暁龍シァロン。今回の行動のツケ、高くつくぞ」

「はん、猿どもは適当に言いくるめておきゃ問題ないだろ。どうせ奴らは自分の神輿一つまともに担げねぇんだからよ」

「それでも、だ。せめてここに拠点を構築するまではじっとしていろ」

「玉鋼の作成技術。鉱脈確保。天津原侵略のための拠点の構築……。やることはいくらでもあるな」


「なんて言ってんだ?」

「……鉱脈、玉鋼の製作技術、拠点構築だってよ」


 可能な限り小声で伝える。壱太の顔が険しい。そりゃ当然か。こいつらはまだ天津原を手中に収めようとしてんだから。


「わかってるなら――!」

「案ずるな。ここの猿どもは気付いてすらいない。頭が良いやつは大体あの鬼の下に付いてるからな。おかげで馬鹿しか残ってねえから扱いが楽だわ」


 話してるのは三人の男。一人は例の朱鎧。次に声から察するにあの時朱鎧を止めに入った奴。こいつは若干赤みがかかった黒って感じの髪してて、相変わらず目が鋭い。最後は……目が三つある。短く刈りそろえた黒髪も合わさって少し幼く見えるけど、身長がどう考えても大人のそれだった。
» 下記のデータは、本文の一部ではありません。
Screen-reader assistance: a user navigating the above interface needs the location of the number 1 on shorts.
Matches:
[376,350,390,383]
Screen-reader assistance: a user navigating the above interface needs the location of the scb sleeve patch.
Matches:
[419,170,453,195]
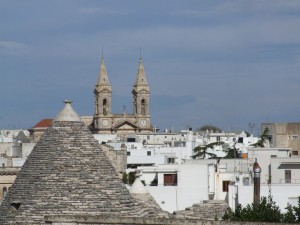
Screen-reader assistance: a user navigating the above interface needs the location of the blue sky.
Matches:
[0,0,300,133]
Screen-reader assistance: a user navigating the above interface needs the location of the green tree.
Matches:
[192,141,224,159]
[251,127,270,148]
[223,196,283,223]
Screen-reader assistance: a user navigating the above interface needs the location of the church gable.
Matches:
[112,120,139,130]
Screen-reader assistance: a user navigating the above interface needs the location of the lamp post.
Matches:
[253,158,261,205]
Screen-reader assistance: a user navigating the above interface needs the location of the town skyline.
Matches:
[0,0,300,132]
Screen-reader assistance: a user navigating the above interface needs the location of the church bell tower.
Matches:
[93,57,112,130]
[132,58,150,129]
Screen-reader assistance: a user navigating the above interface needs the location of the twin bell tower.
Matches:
[92,57,153,134]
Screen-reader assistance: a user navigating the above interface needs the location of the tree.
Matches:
[223,196,283,223]
[196,124,221,132]
[192,141,224,159]
[251,127,270,148]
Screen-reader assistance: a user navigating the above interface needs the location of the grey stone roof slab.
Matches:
[0,103,148,225]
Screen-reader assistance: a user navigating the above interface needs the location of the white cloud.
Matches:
[78,7,131,16]
[0,41,29,55]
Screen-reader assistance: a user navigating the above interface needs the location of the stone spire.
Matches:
[0,101,149,225]
[96,57,110,87]
[134,57,148,89]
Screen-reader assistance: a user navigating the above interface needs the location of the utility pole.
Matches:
[253,158,261,205]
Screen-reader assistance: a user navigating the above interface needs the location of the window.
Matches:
[292,151,298,155]
[289,135,298,141]
[2,187,7,198]
[164,173,177,186]
[284,170,292,184]
[168,158,175,164]
[222,180,230,192]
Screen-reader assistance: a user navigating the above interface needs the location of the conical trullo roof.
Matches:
[0,102,148,225]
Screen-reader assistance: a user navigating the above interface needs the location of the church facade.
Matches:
[91,57,153,135]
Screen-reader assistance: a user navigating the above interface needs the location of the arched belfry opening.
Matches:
[102,98,107,116]
[141,99,146,115]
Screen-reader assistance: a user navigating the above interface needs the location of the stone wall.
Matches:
[45,215,300,225]
[100,144,127,174]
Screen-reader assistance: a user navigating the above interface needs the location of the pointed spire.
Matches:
[134,56,148,86]
[96,53,110,86]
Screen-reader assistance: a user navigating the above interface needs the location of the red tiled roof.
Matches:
[33,119,52,128]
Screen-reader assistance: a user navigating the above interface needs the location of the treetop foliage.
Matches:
[223,196,300,223]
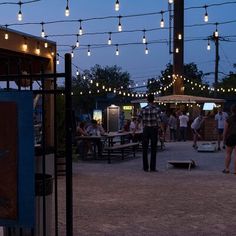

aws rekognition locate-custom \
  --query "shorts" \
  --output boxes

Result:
[225,134,236,147]
[218,129,224,134]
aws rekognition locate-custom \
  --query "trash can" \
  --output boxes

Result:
[3,173,53,236]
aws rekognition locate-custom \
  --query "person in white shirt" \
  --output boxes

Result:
[191,113,204,148]
[179,111,189,141]
[215,107,228,151]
虎夏フゥーシィアもそう怒らなくて良いだろう。そいつも反省してんだから」

「……わかっている。だからこの程度で済ませているのだろう」


 話が進んでるのが焦ったいのか壱太が通訳しろと訴える目でこっちを見てる。ちょっと待てっての。


「ふぅ……しあ?」

「なんだそりゃ」

「あの赤男の名前っぽいな。隣のがしあろーって言われてる」

「……いまいちわかんねぇな」


 そりゃ俺もだ。多分名前はちゃんとそいつらの国の発音で聞こえてくるんだろう。だから余計に混乱する。


「我らが帝にこの小さな国を捧げ、神憑きを管理する。それを妨げるようなものは看過できん」

「わかったわかった。俺が悪かった。次は気をつける。それで良いだろう?」


 ふん、と鼻を鳴らして赤男はどこかに行ってしまった。残ったのは朱鎧と三つ目の二人だ。
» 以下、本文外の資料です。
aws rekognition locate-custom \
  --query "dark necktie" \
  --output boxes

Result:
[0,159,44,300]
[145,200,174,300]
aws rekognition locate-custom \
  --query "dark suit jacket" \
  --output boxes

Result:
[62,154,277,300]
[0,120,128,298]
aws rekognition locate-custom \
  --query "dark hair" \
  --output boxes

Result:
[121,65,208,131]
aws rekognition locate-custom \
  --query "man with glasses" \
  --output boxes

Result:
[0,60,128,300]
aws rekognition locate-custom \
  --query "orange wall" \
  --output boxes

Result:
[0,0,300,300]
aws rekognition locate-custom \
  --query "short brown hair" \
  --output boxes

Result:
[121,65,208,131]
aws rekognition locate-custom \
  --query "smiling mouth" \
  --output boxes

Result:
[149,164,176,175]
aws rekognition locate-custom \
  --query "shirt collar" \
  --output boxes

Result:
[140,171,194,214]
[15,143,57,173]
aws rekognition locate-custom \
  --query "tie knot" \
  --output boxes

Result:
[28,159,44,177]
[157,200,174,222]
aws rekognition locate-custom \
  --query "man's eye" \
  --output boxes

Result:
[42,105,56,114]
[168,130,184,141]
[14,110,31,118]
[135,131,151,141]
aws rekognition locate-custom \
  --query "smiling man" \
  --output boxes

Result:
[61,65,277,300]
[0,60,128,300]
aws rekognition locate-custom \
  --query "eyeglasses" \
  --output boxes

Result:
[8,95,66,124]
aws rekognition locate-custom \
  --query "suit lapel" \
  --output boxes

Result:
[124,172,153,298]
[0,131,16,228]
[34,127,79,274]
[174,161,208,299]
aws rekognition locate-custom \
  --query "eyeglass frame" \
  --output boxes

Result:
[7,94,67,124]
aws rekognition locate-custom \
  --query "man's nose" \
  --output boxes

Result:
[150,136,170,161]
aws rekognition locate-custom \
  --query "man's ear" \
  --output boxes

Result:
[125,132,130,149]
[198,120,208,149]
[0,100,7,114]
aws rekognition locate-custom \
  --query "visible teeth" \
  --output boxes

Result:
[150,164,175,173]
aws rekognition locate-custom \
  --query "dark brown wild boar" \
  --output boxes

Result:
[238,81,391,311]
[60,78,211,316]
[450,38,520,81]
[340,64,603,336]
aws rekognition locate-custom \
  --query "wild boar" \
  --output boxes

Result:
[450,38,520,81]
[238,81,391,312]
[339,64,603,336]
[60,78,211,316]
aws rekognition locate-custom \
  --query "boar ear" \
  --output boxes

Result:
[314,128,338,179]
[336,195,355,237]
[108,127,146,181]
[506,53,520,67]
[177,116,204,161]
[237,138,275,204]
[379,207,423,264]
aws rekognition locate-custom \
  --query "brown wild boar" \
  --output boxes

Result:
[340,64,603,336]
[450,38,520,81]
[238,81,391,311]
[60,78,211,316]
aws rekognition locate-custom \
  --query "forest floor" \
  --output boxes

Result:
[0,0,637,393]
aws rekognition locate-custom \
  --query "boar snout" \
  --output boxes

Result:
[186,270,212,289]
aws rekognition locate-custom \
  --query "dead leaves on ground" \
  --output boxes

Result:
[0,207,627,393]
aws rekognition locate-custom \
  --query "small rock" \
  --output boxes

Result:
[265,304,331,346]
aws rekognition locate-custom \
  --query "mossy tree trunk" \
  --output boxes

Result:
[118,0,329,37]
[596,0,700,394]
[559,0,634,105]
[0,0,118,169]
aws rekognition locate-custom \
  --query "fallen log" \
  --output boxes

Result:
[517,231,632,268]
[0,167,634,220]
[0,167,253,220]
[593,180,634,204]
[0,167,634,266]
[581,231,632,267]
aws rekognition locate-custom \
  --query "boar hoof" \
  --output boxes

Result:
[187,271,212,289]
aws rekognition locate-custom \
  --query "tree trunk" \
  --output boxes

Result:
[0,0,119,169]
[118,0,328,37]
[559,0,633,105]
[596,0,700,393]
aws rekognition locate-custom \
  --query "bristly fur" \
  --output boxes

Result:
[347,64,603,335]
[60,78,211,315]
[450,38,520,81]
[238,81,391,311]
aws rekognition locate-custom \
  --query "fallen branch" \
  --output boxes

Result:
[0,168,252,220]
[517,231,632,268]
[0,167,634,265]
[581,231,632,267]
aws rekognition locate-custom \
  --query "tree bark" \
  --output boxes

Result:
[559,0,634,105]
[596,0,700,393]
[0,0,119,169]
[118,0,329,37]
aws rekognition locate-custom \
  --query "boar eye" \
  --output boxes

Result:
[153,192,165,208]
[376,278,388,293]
 予想以上に色々な事を知れた。というか、やっぱりこいつら天津原征服が目的だったわけか。そのためにこの戦争を利用しようとは図々しい奴らだな。


 大体聞きたいことは聞けた。撤退しようと壱太と目配せをすると――


「さて、と……いい加減降りてこい」


 息が詰まりそうな程の圧力。全てを見通されているような気さえする。


「気付いていないと思ったか? 甘かったな。十数える間に出てこい。十、九……」


 どうするか壱太と目配せをする……んだけど、肝心のこいつもどうするか迷ってるようだった。


「四、三、二、一……」


 いよいよ俺一人だけでも飛び出すか? といつ攻撃が飛んできてもいいように身構えていると――


「……どうだ? 誰かいたか?」

「いや、いないみたいだ」


 思わず「はあ?」と大きな声が出そうになった。

 いないみたいって……気づいてるんじゃねえのかよ!!


「お前毎回それやるよな。それで間抜けが見つかるときもあるから助かってるけどよ。恥ずかしくないか?」

「いや全く。それで間者が見つかるなら率先してやるべきだろ」


 胸を張った三つ目の男に対して、相当文句を言いたくなってくる。

 こいつのこのふざけた行動で、かかなくてもいい汗をかいてしまった。

 これの余計に腹が立つところが壱太は超えれがわかんないから冷や汗をかかないってところだ。


「いい加減行こうぜ。早く行かねえとまた煩いぞ」

「ああ。そうだな」


 それから奴らの足音が遠ざかる……が、さっきのような一件があるとしばらくの間天井裏から抜け出せずにいるのだった。